Our Protestant fundamentalist friends have not been similarly freed. They feel governed by the text of the page since they accepted Martin Luther’s doomed dictum about private interpretation: interpret a biblical text any way you like. But as soon as you accept this premise, you know someone else can interpret your same passage exactly opposite your way. So the stalemate is solved by rote literalism, binding everyone to read every syllable of Scripture as historical narrative, logically even Jesus’ parables.

Science documents how primitive humans migrated throughout Africa, up into Asia and Europe, across the seas to Australia, and finally making it over the Bering straits land bridge into North and then South America. Our bodies experienced many adaptations as we greeted different physical conditions, growing smaller jaws as we discovered the advantage of roasted versus raw meat. Or else narrower noses since we did not have to exhale as much body heat once we left our African birthplace. Or else the obsolescence of our appendix once we did not have to digest whatever it used to help digest.

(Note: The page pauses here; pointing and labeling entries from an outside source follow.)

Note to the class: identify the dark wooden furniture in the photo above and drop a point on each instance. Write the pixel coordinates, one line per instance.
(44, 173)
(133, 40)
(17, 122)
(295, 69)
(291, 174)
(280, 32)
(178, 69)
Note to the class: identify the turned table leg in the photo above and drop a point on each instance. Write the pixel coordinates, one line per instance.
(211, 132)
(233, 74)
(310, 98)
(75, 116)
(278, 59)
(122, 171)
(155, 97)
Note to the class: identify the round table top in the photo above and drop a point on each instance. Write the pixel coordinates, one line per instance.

Yes, we are brothers and sisters under the skin, whatever its evolution-determined color. But racial relations are so poor these days that ancient history like this has little effect on the consciences of even intelligent people who see themselves as sophisticated. Sermons from pulpits about how our grandparents arrived in America unwelcome and suspected of dark, papist superstitions do not seem to produce lasting results to convince us of the psychic harm of racism and similar discrimination. Point out that 9 million Africans perished in the slave galleys during a 150 years of slave trading, unable to make it to American shores, and little light dawns.

Yet God does not accept our stubborn refusal to acknowledge our kinship. It is God who empowers the targets of racism to rise above the systemic and perpetual abuse and to excel. It is God who speaks to the heart, convincing worshippers that, as ancient Isaiah said, our prayers are repugnant as long as we malign a brother or sister and then try to camouflage the odor with pious Sunday incense.

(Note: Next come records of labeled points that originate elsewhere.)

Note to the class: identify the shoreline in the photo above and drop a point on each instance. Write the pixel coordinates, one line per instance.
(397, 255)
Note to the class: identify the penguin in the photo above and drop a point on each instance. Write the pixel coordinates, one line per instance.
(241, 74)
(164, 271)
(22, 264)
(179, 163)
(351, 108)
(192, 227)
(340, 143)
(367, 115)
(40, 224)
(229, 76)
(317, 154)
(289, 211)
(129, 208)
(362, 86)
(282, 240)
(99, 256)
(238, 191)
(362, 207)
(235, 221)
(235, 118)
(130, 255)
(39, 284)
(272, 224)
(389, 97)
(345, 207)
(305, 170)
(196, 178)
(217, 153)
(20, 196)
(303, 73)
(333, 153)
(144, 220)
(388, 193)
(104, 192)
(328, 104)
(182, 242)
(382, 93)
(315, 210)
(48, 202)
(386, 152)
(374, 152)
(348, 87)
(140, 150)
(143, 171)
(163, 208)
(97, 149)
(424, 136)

Here is one of the ways. Sports celebrate human strength and performance on the field of play. Our sports heroes in different sports are disproportionally black in that 12.5 percent of U.S. population is African in origin, but far higher than that in professional and college sports. Thus, bigoted sports fans are faced head-on with the contradiction of having to begrudge black players credit at boosting one’s team to championships.

The same applies in movies and music and in countless other fields. How does a racist claim to enjoy the excellence of black performers when he or she condescends to blacks? The same applies to Latino and Latina. It also applies to both genders. We need to ask why we feel so threatened by different people. It’s a kind of tribalism reaching back to our earliest days on earth. Our white tribe has to defend itself against those others who, because they are different, somehow imperil us. When put that way, it seems rather barbaric. So we dress up it in rationalizations like they will lessen our real estate value or else take jobs from our tribe or make us sing in church. People who think this way show they have had too few life experiences with these “different” people, thereby identifying themselves as narrow-minded and parochial.

Millions of years ago, God engineered our kinship, so I doubt that he will allow it to be denied.